# Search error



## Pit (Jun 11, 2011)

Got the following error trying to search the bbs. I tried from two different PCs and same error.

Fatal error: Allowed memory size of 26214400 bytes exhausted (tried to allocate 35 bytes) in /home/tugbbsc/public_html/forums/search.php on line 1011

Edit: found the help page concerning this error. Search phrase was "Wyndham points" in case that helps.


----------



## DeniseM (Jun 11, 2011)

The VBulletin search function doesn't work well - the best was to search TUG is to plug this into your google search box:

*"topic"site:tugbbs.com*


----------



## TUGBrian (Jun 12, 2011)

and this link is significantly easier and faster

http://search.tug2.net


----------



## taffy19 (Jul 24, 2011)

I noticed that other people have had the same problem too with this error message here:_*"Fatal error*: Allowed memory size of 26214400 bytes exhausted (tried to allocate 35 bytes) in */home/tugbbsc/public_html/forums/search.php* on line *1011"*_​I tried to go to Google but don't know how to search there by user name, key words as well as by a Forum thread.  Can that be done?

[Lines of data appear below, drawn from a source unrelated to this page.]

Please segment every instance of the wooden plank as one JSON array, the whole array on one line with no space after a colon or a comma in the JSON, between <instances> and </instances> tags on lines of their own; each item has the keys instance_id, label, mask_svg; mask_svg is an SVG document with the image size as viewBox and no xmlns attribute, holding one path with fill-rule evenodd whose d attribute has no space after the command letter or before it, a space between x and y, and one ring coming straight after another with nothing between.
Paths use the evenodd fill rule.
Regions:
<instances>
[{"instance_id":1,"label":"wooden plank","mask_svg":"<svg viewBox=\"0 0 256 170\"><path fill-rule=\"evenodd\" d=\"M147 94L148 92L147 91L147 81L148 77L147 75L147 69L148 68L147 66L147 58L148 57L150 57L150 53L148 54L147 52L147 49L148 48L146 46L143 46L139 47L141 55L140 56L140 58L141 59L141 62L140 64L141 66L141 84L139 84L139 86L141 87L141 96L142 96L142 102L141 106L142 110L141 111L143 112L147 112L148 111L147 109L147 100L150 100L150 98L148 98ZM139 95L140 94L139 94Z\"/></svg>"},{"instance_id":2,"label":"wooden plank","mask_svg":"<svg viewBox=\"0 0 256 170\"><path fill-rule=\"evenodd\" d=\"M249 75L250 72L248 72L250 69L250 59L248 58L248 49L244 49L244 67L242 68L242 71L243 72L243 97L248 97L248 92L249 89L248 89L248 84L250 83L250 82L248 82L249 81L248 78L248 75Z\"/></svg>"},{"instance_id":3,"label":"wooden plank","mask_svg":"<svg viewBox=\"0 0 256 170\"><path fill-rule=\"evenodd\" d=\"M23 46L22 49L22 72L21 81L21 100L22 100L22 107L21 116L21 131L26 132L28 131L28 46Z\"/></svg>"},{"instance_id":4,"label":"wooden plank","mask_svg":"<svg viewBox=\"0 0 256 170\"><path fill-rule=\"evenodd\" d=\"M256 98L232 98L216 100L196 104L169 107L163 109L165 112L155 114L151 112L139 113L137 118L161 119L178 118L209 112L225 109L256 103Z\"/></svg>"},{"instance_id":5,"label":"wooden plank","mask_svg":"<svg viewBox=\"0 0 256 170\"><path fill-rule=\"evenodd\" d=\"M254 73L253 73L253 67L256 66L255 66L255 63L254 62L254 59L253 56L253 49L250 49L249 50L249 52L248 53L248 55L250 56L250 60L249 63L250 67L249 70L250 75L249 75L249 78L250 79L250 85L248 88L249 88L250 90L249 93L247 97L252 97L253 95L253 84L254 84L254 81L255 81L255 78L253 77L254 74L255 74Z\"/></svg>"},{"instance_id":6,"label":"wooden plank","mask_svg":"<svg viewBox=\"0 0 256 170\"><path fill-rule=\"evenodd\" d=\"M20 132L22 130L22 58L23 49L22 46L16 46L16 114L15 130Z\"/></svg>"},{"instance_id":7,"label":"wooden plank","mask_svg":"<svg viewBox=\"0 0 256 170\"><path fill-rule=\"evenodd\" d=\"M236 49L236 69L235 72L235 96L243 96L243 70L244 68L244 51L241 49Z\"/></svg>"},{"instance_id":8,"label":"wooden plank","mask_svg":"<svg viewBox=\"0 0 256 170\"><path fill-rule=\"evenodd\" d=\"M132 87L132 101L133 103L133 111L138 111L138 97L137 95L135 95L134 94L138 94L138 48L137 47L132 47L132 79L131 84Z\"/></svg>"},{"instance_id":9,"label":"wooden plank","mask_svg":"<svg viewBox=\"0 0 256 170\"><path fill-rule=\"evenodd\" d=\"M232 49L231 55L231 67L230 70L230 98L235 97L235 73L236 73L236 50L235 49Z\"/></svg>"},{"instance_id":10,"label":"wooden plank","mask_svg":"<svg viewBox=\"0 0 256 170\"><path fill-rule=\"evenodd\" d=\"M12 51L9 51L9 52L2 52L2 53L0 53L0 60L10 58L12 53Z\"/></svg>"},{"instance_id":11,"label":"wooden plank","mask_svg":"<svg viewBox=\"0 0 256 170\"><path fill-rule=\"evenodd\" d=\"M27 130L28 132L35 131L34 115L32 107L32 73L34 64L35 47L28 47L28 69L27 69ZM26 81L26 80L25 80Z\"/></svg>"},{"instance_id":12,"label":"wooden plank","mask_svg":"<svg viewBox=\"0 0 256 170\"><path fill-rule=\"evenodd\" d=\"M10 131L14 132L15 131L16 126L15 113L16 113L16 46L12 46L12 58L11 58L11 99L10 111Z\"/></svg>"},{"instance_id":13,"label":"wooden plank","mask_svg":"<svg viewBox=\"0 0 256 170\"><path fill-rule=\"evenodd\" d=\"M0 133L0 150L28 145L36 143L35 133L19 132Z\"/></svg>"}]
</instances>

I logged out and in again and cleaned the cache but it didn't make any difference.  This is from a PC with Ultimate Vista.


----------



## TUGBrian (Jul 24, 2011)

did you try the link I posted?

its as simple as it gets for searching all of TUG, and never generates an error.


----------



## taffy19 (Jul 25, 2011)

Yes, I tried but it tells me that the person is offline so that doesn't help me much finding what I was looking for.  I tried to search on my Mac but had the same problem.

How can we search now if we want to do it by user name, by key words and by thread?  I gave up so didn't find what I was looking for but I knew that this person had posted it before so may contact him privately as he may remember his post.

Will "searching" be fixed when you upgrade to the new version?


----------



## TUGBrian (Jul 25, 2011)

I certainly hope so!


----------